• Depression and Suicide

    Posted on December 22, 2011 by Cynthia Gossman in Suicide.

    An estimated 19 million Americans suffer from depression.
    Clinical depression is not a temporary case of the “blues.” People with depression may experience recurrent episodes of depression that can last anywhere from a few hours to a few months.

    Depression is present if at least five or more of the following symptoms are present during a two-week period; at least one of the symptoms must be either depressed mood or loss of interest or pleasure in usual activities.

    • Depressed mood
    • Loss of interest or pleasure in usual activities
    • Change in appetite or weight
    • Change in sleeping patterns
    • Speaking and/or moving with unusual speed or slowness
    • Loss of interest or pleasure in usual activities
    • Decrease in sexual drive
    • Fatigue or loss of energy
    • Feelings of worthlessness, self-reproach or guilt
    • Diminished ability to think or concentrate, slowed thinking or indecisiveness
    • Thoughts of death, suicide, or wishes to be dead

    Additional factors that point to an increased risk for suicide in depressed individuals are:

    • Anxiety, agitation, or enraged behavior
    • Isolation
    • Drug and/or alcohol use or abuse
    • History of physical or emotional illness
    • Feelings of hopelessness or desperation

    Facts About Depression

    • Women suffer from depression twice as much as men. This two-to-one ratio exists regardless of racial and ethnic background or economic status.
    • Depression in people 65 and older increases the risk of stroke and other medical complications.
    • The economic cost of depressive illnesses is $30 million to $44 billion a year.
    • More Americans (19 million) suffer from depression than coronary heart disease (12 million), cancer (10 million), and HIV/AIDS (1 million).
    • Even though effective treatments are available, only one in three depressed people gets help.

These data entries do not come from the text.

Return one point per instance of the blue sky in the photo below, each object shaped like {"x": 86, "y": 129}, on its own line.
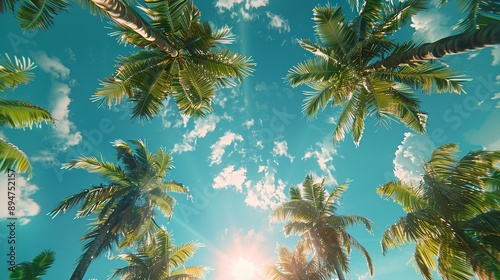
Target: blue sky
{"x": 240, "y": 160}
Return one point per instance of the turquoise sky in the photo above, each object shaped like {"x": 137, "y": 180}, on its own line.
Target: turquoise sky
{"x": 240, "y": 160}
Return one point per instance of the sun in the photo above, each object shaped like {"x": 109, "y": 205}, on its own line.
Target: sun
{"x": 243, "y": 269}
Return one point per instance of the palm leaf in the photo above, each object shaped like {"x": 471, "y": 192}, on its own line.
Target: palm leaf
{"x": 15, "y": 72}
{"x": 35, "y": 14}
{"x": 396, "y": 16}
{"x": 20, "y": 114}
{"x": 13, "y": 158}
{"x": 408, "y": 196}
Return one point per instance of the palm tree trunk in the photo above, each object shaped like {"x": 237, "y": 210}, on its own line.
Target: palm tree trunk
{"x": 338, "y": 269}
{"x": 99, "y": 240}
{"x": 122, "y": 14}
{"x": 487, "y": 36}
{"x": 89, "y": 255}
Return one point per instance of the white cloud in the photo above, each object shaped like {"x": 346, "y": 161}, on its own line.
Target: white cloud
{"x": 496, "y": 96}
{"x": 323, "y": 153}
{"x": 249, "y": 123}
{"x": 218, "y": 148}
{"x": 201, "y": 128}
{"x": 488, "y": 134}
{"x": 226, "y": 4}
{"x": 65, "y": 130}
{"x": 230, "y": 177}
{"x": 267, "y": 192}
{"x": 281, "y": 149}
{"x": 413, "y": 151}
{"x": 25, "y": 205}
{"x": 430, "y": 26}
{"x": 51, "y": 65}
{"x": 246, "y": 15}
{"x": 277, "y": 22}
{"x": 495, "y": 51}
{"x": 255, "y": 4}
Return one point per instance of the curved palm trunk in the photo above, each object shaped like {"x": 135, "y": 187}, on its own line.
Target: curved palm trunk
{"x": 98, "y": 241}
{"x": 487, "y": 36}
{"x": 121, "y": 14}
{"x": 338, "y": 269}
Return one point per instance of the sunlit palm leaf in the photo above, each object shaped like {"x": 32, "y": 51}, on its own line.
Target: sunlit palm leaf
{"x": 396, "y": 16}
{"x": 15, "y": 72}
{"x": 20, "y": 114}
{"x": 13, "y": 158}
{"x": 35, "y": 268}
{"x": 35, "y": 14}
{"x": 406, "y": 195}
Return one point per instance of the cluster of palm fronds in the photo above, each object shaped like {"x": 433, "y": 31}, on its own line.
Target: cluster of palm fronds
{"x": 453, "y": 214}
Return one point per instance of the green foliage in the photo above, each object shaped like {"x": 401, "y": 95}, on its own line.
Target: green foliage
{"x": 13, "y": 73}
{"x": 191, "y": 74}
{"x": 452, "y": 216}
{"x": 126, "y": 206}
{"x": 35, "y": 268}
{"x": 311, "y": 213}
{"x": 159, "y": 258}
{"x": 17, "y": 114}
{"x": 344, "y": 70}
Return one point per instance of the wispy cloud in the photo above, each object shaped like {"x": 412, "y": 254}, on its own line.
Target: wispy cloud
{"x": 249, "y": 123}
{"x": 226, "y": 4}
{"x": 414, "y": 149}
{"x": 323, "y": 153}
{"x": 230, "y": 176}
{"x": 267, "y": 192}
{"x": 277, "y": 22}
{"x": 25, "y": 205}
{"x": 487, "y": 135}
{"x": 495, "y": 51}
{"x": 430, "y": 25}
{"x": 65, "y": 130}
{"x": 219, "y": 147}
{"x": 241, "y": 9}
{"x": 201, "y": 128}
{"x": 281, "y": 149}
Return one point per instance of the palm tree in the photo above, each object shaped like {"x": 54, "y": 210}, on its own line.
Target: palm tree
{"x": 311, "y": 213}
{"x": 180, "y": 57}
{"x": 346, "y": 72}
{"x": 126, "y": 205}
{"x": 17, "y": 114}
{"x": 453, "y": 216}
{"x": 159, "y": 259}
{"x": 295, "y": 265}
{"x": 35, "y": 268}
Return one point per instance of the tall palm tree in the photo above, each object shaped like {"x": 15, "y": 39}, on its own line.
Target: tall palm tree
{"x": 311, "y": 213}
{"x": 35, "y": 268}
{"x": 180, "y": 57}
{"x": 453, "y": 215}
{"x": 345, "y": 72}
{"x": 125, "y": 207}
{"x": 159, "y": 259}
{"x": 17, "y": 114}
{"x": 295, "y": 265}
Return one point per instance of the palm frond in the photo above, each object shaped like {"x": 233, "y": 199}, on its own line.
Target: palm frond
{"x": 396, "y": 16}
{"x": 13, "y": 158}
{"x": 330, "y": 27}
{"x": 224, "y": 63}
{"x": 408, "y": 196}
{"x": 107, "y": 170}
{"x": 20, "y": 114}
{"x": 35, "y": 14}
{"x": 91, "y": 200}
{"x": 15, "y": 72}
{"x": 193, "y": 92}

    Depression and Suicide

    • Although most depressed people are not suicidal, two-thirds of those who die by suicide suffer from a depressive illness.
    • About 15 percent of the population will suffer from depression at some time during their life. Thirty percent of all depressed inpatients attempt suicide.

    Medical Illness and Depression

    • Researchers believe that after an initial attack of severe depression 70 percent of people are vulnerable to another episode.
    • The following illnesses are commonly associated with later-life depression: cancer, Parkinson’s disease, heart disease, stroke and Alzheimer’s disease.
    • Research shows that depression and heart disease often accompany each other and that each can lead to the other. While roughly one in six people have an episode of major depression, the number goes to one in two for people with heart disease.
    • About 25 percent of cancer patients suffer from clinical depression.
    • Depression in people 65 and older increases the risk of stroke and other medical complications.
    • Nearly eight out of ten patients with depressive illness will improve through treatment with medicine and psychotherapy.

    Prevent suicide through early recognition and treatment of depression and other psychiatric illnesses.

     Figures from the National Center for Health Statistics for the year 2005.